Menteri Koordinator Bidang Infrastruktur, Agus Harimurti Yudhoyono (AHY), menyoroti kondisi kelistrikan nasional yang menghadapi tantangan dari sisi kualitas layanan meskipun telah menjangkau hampir seluruh rakyat Indonesia. 

Menurut AHY, saat ini 99,83% masyarakat Indonesia sudah mendapat akses listrik, sebuah capaian besar bagi negara kepulauan. Namun di balik pencapaian itu, masyarakat masih merasakan lebih dari lima jam pemadaman listrik setiap tahunnya dan beberapa kali gangguan layanan.

“Kualitas listrik kita masih belum merata. Rumah tangga masih mengalami pemadaman lebih dari lima jam per tahun. Produktivitas listrik juga tetap rendah, hanya menyumbang kurang dari 2% pertumbuhan Produk Domestik Bruto (PDB),” ujar Agus Harimurti Yudhoyono dalam PYC International Energy Conference (IEC) 2025, Sabtu (23/8).

Untuk itu AHY menekankan transisi energi menuju emisi nol bersih pada 2060, atau lebih cepat, membutuhkan biaya yang sangat besar.

Pemerintah memperkirakan kebutuhan investasi untuk transisi energi bisa mencapai lebih dari US$ 1 triliun atau sekitar Rp 1,63 kuadriliun dalam 30 tahun ke depan.

“Skalanya memang besar, tetapi biaya ini jika kita tidak ditindak akan jauh lebih besar,” ujarnya.

Selain itu, subsidi energi yang menembus Rp6,7 triliun pada 2023 diniliainya telah menekan anggaran negara, sehingga diperlukan strategi baru dalam pembiayaan transisi energi.

Buat Arsitektur Keuangan Baru

Untuk menjawab tantangan tersebut, AHY menyebut pemerintah tidak bisa bekerja sendiri.
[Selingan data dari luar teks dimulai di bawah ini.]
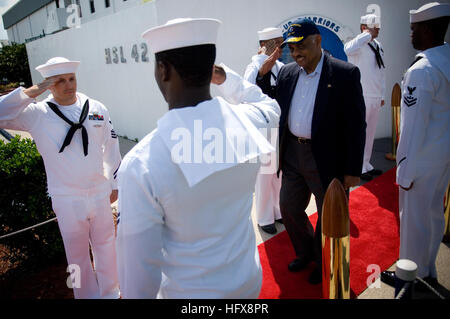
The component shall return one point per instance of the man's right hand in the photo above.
(270, 62)
(37, 89)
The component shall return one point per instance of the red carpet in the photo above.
(374, 239)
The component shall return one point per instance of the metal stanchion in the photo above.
(395, 103)
(335, 243)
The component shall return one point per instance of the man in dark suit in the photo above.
(322, 130)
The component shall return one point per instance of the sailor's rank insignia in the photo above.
(409, 99)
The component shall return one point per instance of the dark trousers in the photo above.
(300, 179)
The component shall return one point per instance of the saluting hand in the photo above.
(37, 89)
(219, 76)
(270, 62)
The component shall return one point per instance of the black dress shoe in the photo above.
(270, 229)
(315, 277)
(388, 277)
(375, 172)
(298, 264)
(366, 176)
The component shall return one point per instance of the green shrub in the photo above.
(24, 202)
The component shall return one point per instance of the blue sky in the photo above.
(4, 6)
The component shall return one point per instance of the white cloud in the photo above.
(5, 5)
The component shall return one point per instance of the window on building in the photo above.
(91, 3)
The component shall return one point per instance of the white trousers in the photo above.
(422, 219)
(373, 106)
(85, 220)
(267, 198)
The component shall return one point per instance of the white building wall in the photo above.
(10, 35)
(129, 89)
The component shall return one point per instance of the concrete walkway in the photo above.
(377, 290)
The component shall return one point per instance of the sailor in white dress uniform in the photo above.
(186, 190)
(81, 161)
(263, 71)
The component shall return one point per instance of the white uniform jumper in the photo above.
(79, 185)
(267, 190)
(185, 228)
(373, 82)
(423, 157)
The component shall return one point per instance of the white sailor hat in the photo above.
(270, 33)
(56, 66)
(429, 11)
(182, 32)
(371, 20)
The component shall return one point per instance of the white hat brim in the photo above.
(181, 33)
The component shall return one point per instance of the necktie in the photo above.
(377, 55)
(74, 126)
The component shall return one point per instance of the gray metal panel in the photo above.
(21, 10)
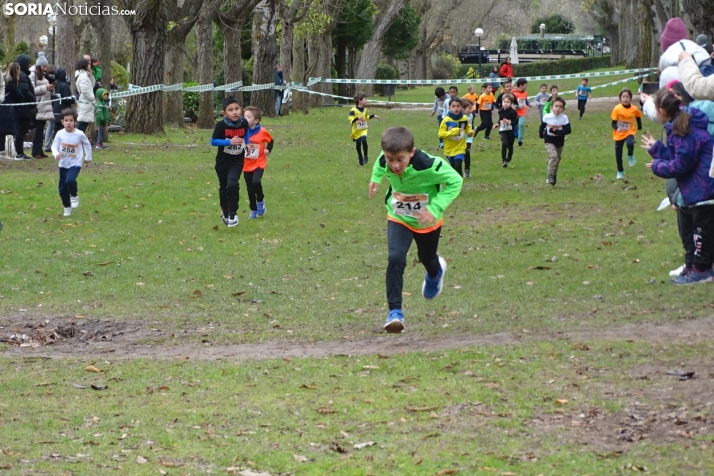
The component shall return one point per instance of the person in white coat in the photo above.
(43, 93)
(84, 84)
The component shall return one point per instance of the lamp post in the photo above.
(52, 20)
(479, 33)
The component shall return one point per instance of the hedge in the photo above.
(564, 66)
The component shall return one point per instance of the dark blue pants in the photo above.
(68, 184)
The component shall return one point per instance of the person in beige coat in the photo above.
(84, 84)
(697, 85)
(43, 93)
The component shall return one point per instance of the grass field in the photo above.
(426, 94)
(147, 248)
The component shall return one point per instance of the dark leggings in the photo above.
(630, 141)
(399, 239)
(253, 182)
(507, 139)
(486, 123)
(362, 158)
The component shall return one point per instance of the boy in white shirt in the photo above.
(69, 148)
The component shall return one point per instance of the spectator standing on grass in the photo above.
(7, 116)
(506, 70)
(687, 156)
(43, 92)
(84, 85)
(421, 188)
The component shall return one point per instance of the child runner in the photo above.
(507, 89)
(259, 145)
(553, 95)
(69, 147)
(485, 103)
(541, 99)
(553, 129)
(623, 129)
(585, 92)
(228, 137)
(421, 187)
(467, 106)
(359, 118)
(454, 129)
(521, 102)
(687, 157)
(438, 109)
(507, 118)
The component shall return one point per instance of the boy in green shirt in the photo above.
(421, 187)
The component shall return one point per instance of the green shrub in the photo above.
(384, 71)
(564, 66)
(190, 102)
(121, 75)
(447, 67)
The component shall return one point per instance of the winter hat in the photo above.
(674, 30)
(41, 60)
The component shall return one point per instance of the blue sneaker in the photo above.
(432, 286)
(694, 276)
(395, 322)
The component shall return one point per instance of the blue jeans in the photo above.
(68, 184)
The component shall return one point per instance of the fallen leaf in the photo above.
(360, 446)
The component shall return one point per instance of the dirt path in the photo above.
(120, 339)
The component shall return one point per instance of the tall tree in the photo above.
(265, 53)
(204, 40)
(181, 19)
(388, 10)
(148, 31)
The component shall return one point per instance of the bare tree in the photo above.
(148, 31)
(265, 53)
(181, 21)
(204, 39)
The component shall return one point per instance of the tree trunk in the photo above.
(184, 18)
(66, 43)
(388, 10)
(204, 41)
(144, 114)
(265, 54)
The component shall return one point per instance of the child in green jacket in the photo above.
(421, 187)
(102, 117)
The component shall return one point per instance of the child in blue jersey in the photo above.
(359, 118)
(438, 109)
(585, 92)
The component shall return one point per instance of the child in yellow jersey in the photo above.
(358, 118)
(454, 129)
(485, 107)
(623, 129)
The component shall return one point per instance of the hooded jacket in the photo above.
(44, 96)
(102, 113)
(62, 90)
(83, 82)
(687, 159)
(25, 89)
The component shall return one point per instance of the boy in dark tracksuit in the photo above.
(421, 188)
(228, 137)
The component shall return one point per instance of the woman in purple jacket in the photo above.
(687, 157)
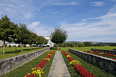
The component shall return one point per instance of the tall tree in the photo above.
(58, 36)
(41, 40)
(23, 35)
(5, 29)
(32, 39)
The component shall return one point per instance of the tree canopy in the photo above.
(12, 32)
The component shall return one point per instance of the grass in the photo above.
(89, 48)
(10, 51)
(27, 68)
(93, 69)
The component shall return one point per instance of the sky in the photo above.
(84, 20)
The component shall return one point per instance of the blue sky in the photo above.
(84, 20)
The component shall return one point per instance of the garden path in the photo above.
(58, 67)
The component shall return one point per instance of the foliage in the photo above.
(59, 35)
(7, 30)
(26, 68)
(88, 43)
(10, 51)
(94, 69)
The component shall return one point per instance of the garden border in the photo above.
(9, 64)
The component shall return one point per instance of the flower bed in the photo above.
(102, 54)
(37, 71)
(77, 65)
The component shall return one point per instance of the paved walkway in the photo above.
(58, 67)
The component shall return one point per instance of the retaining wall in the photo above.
(105, 51)
(9, 64)
(104, 63)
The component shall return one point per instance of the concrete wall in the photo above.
(9, 64)
(104, 63)
(105, 51)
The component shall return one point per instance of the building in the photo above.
(50, 43)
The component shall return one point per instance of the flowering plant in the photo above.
(77, 65)
(37, 71)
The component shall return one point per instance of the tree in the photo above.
(58, 36)
(32, 39)
(88, 43)
(5, 30)
(23, 35)
(41, 40)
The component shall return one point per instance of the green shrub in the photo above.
(9, 46)
(24, 45)
(19, 46)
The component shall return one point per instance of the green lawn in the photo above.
(89, 48)
(93, 69)
(10, 51)
(27, 68)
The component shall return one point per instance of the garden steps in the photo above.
(58, 67)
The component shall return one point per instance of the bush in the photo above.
(55, 48)
(19, 46)
(24, 45)
(9, 46)
(14, 45)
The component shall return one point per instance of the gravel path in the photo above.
(58, 67)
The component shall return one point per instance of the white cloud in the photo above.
(38, 28)
(103, 29)
(70, 3)
(18, 9)
(97, 3)
(33, 25)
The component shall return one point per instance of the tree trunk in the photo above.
(4, 47)
(22, 47)
(30, 47)
(57, 47)
(15, 47)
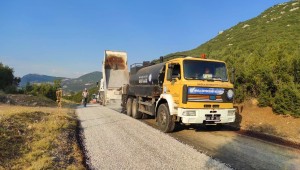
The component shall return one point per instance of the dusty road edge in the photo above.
(265, 137)
(80, 140)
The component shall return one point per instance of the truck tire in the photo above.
(129, 107)
(165, 121)
(135, 110)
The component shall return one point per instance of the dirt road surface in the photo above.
(116, 141)
(238, 151)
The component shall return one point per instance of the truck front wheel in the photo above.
(129, 107)
(165, 121)
(135, 110)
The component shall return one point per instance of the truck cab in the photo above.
(198, 91)
(186, 90)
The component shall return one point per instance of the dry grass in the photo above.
(38, 138)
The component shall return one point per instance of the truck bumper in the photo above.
(206, 116)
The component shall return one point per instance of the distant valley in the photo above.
(69, 85)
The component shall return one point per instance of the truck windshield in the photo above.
(204, 70)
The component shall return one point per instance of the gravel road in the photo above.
(116, 141)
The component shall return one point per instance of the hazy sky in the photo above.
(68, 37)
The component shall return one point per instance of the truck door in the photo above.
(172, 84)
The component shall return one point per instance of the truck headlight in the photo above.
(231, 112)
(230, 94)
(189, 113)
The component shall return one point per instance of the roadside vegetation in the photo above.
(34, 133)
(38, 138)
(265, 52)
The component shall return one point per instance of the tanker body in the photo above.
(183, 90)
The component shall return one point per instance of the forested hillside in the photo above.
(265, 52)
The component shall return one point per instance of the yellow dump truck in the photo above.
(187, 90)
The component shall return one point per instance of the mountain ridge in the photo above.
(69, 85)
(265, 52)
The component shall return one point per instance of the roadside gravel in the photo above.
(116, 141)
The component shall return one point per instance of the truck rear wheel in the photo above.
(129, 107)
(165, 121)
(135, 110)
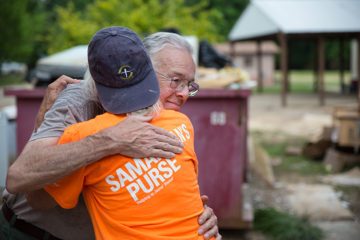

Pemerintah memerlukan dukungan sektor swasta, lembaga keuangan pembangunan, hingga investor melalui mekanisme pembiayaan inovatif.

Beberapa instrumen yang diusulkan antara lain blended finance, jaminan kredit, viability gap funding, hingga penerbitan obligasi hijau.

Menurut AHY, kerangka kerja keuangan yang transparan dan disiplin diperlukan untuk mengurangi risiko investasi dan meningkatkan daya tarik proyek hijau.

“Singkatnya, kita butuh arsitektur keuangan baru yang mampu mengubah ambisi iklim menjadi kenyataan yang dapat diinvestasikan,” jelas AHY.

Lebih lanjut, AHY menyatakan, transisi energi bukan lagi pilihan, melainkan kebutuhan ekonomi, sosial, sekaligus geopolitik.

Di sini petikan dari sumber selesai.